I was surfing through my idea notebook this morning, and stumbled across a description I had written back in the winter. My daughter Faith is in the choir, and this was the Christmas concert. I wrote this to pass the time, and to get the description down, in case I needed it later.
What I wrote... well, it moved me. I ... Well, you read it, tell me what you think.
Description: audience at a school assembly
It's a working class community, which means it's a working class crowd. Practically everybody is wearing jeans, sweaters, t-shirts, and either letterman jackets (Marshall, UK or Boyd County) or slickers. Most are in subdued colors, even now at Christmas: blacks, blues, browns, and only the occasional spot of red. Fully 1/4 of the men are wearing baseball caps. Another 1/4 have remembered childhood training, and are holding their caps in their hands.
Faces of the women tend to be heavily made up, but that can't hide the hard, tired faces underneath.

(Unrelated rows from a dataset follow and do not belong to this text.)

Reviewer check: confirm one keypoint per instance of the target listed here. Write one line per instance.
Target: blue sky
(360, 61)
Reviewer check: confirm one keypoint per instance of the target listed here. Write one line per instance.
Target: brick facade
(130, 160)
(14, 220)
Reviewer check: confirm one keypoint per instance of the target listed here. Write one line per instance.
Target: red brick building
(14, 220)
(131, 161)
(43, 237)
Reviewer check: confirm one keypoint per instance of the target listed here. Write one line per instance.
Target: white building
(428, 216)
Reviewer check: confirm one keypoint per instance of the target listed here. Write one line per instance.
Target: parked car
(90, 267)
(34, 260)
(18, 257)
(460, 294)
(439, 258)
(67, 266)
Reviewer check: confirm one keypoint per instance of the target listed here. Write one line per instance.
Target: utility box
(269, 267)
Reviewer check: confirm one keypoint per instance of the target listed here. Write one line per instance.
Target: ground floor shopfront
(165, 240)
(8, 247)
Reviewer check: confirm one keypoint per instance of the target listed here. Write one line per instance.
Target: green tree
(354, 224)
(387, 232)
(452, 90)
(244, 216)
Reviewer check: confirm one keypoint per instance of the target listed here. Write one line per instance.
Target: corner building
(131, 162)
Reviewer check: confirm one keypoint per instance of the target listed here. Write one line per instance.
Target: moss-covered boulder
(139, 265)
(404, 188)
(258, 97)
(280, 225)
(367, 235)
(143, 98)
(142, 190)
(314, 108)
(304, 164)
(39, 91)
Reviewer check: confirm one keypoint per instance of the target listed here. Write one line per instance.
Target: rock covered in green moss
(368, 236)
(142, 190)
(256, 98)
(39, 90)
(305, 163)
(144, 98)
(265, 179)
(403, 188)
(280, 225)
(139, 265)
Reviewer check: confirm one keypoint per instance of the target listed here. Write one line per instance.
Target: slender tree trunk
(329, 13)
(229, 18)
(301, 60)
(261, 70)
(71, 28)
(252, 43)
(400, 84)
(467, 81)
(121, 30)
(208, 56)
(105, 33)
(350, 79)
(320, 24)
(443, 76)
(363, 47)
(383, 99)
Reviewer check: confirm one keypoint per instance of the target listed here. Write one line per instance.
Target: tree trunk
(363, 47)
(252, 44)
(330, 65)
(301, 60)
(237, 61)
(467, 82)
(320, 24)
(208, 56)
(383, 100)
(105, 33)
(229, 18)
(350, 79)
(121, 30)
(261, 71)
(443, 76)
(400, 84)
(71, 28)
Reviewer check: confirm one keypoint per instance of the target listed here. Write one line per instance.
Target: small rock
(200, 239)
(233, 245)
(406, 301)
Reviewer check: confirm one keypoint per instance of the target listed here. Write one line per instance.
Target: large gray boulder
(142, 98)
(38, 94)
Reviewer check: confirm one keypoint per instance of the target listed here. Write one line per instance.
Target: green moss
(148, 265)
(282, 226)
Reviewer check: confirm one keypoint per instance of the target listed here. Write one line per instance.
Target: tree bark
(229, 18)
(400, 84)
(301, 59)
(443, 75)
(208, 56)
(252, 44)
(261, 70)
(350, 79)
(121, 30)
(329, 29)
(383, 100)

These women were raised poor, married young, birthed early, lived hard lives, and will die young. Many are smokers, like their men, and a gynocologist is a doctor you see when you're pregnant, and at NO other time. Most will die of ovarian or breast cancer, or heart attack.
But, for all that, most faces are relaxed, with open expressions and a willingness to smile, talk, even to strangers. Laughter rings out over and over in the echoey hall. These people are comfortable with their lives. Their lot isn't much, but it's theirs, and they are content.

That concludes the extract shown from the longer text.